Theater hautnah zum Mitdenken und Mitreden.

Ab Januar 2025 haben wir keinen Spielbetrieb mehr mehr.

Im Juni gibt es ein kleines

Klassenzimmertheater Festival vom 4.6.-8.6. wo Ihr noch ein paar  Stücke sehen könnt zb:

Ein Zniachtl

Ein Stück zum Thema Zeitzeugen

Ein junger Österreicher polnischer Abstammung macht für seinen Job in einem Meinungsforschungsinstitut Umfragen in Schulklassen zum Thema „Demokratievertrauen“. Eigentlich eine Arbeit wie jede andere auch. Wäre da nicht sein 16-jähriger Bruder, der immer rechtsextremer wird. Der jüngste Bruder ist sogar erst 10. Genauso alt wie Erich war, als 1938 der Anschluß Österreichs sein Leben in eine Katastrophe verwandelte.

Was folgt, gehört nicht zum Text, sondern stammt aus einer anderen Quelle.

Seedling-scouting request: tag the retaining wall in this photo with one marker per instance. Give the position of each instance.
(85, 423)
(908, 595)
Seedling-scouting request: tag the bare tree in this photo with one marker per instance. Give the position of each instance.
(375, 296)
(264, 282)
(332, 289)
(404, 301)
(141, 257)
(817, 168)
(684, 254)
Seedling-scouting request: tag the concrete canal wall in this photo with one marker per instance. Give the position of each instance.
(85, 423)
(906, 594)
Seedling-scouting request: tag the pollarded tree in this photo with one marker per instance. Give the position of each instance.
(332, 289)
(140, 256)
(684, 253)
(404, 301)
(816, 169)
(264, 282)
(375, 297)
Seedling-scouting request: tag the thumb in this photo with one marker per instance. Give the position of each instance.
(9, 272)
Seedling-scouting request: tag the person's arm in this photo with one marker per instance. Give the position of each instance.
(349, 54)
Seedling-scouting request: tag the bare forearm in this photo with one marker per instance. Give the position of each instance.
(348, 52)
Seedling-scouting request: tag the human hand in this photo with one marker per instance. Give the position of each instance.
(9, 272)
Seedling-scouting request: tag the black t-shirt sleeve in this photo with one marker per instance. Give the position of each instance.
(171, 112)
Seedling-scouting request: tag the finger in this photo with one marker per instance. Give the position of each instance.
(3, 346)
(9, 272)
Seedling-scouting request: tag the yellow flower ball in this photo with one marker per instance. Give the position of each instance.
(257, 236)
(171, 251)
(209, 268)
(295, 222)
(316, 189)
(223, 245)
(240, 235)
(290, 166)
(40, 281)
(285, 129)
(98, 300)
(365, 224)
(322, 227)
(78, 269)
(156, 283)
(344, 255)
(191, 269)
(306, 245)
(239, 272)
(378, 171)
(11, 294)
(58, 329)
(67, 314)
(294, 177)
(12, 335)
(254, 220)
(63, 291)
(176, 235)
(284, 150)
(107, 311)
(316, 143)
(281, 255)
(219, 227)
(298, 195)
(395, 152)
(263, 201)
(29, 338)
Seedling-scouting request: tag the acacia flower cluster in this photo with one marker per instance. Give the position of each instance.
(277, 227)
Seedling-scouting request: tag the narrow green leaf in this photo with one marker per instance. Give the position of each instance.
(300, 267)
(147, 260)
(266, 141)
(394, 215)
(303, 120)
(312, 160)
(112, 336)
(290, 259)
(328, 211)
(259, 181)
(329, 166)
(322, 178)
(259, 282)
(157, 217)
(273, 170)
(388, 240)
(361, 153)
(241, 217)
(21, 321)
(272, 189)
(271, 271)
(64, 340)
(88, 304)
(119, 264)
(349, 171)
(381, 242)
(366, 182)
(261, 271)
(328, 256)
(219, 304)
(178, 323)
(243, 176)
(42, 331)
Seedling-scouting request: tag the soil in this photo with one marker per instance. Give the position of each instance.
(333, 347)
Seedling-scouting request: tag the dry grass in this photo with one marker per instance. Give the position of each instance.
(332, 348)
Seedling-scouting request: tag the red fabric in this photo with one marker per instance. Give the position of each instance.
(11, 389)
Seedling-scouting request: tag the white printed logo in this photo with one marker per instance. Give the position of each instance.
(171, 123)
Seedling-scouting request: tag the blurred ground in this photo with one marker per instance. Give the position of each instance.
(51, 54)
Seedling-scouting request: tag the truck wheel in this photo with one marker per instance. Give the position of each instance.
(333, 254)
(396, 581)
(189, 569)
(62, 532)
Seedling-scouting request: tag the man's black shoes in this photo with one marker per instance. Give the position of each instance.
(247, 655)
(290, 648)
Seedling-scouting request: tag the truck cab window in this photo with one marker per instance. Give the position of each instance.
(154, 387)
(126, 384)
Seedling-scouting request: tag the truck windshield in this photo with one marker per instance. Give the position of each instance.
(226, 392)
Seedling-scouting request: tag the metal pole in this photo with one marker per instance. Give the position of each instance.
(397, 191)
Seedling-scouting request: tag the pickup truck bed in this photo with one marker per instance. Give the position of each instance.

Die Geschichte von Erich, der Nachbar des jungen Österreichers, der den Holocaust überlebt hat, lässt unseren Protagonisten einfach nicht los. Und so erzählt er den Zuschauer:innen Erichs Geschichte von 1938-1945.


 

und

Warten auf Godot

von Samuel Beckett

auch als Gastspiel im Septmber 2025 im Klassenzimmer für 2 Wochen

 

Waiting for the real life to begin

Wir leben in einer Welt des Tuns. Wir müssen die Schule schaffen, um eine gute Ausbildung zu bekommen. Wir müssen viel Geld verdienen, um anerkannt zu sein. Überall blinkt uns die Welt mit Dingen entgegen, die wir haben wollen. Das ist besonders für Jugendliche sehr reizvoll. Sie wollen dazugehören und irgendwann möglichst reich werden oder wenn schon nicht reich, dann zumindest ein gutes Leben haben. Was das ausmacht, ist von der Werbung vorgegeben. Was passiert aber, wenn die Noten nicht passen, die Schule nicht ordentlich abgeschlossen wird und die Lehrstelle nicht existiert, weil es zu wenige gibt? Oder weil die Lehrstelle einfach nicht passt, und die nächste auch nicht? Was passiert dann mit dem Traum vom Glück? Lieber abwarten, Tee trinken und Spaß haben? Oder einfach warten, weil man eh nichts machen kann? Oder warten, weil man dann noch länger Kind bleiben kann? Oder lieber gleich warten, weils keinen Sinn macht?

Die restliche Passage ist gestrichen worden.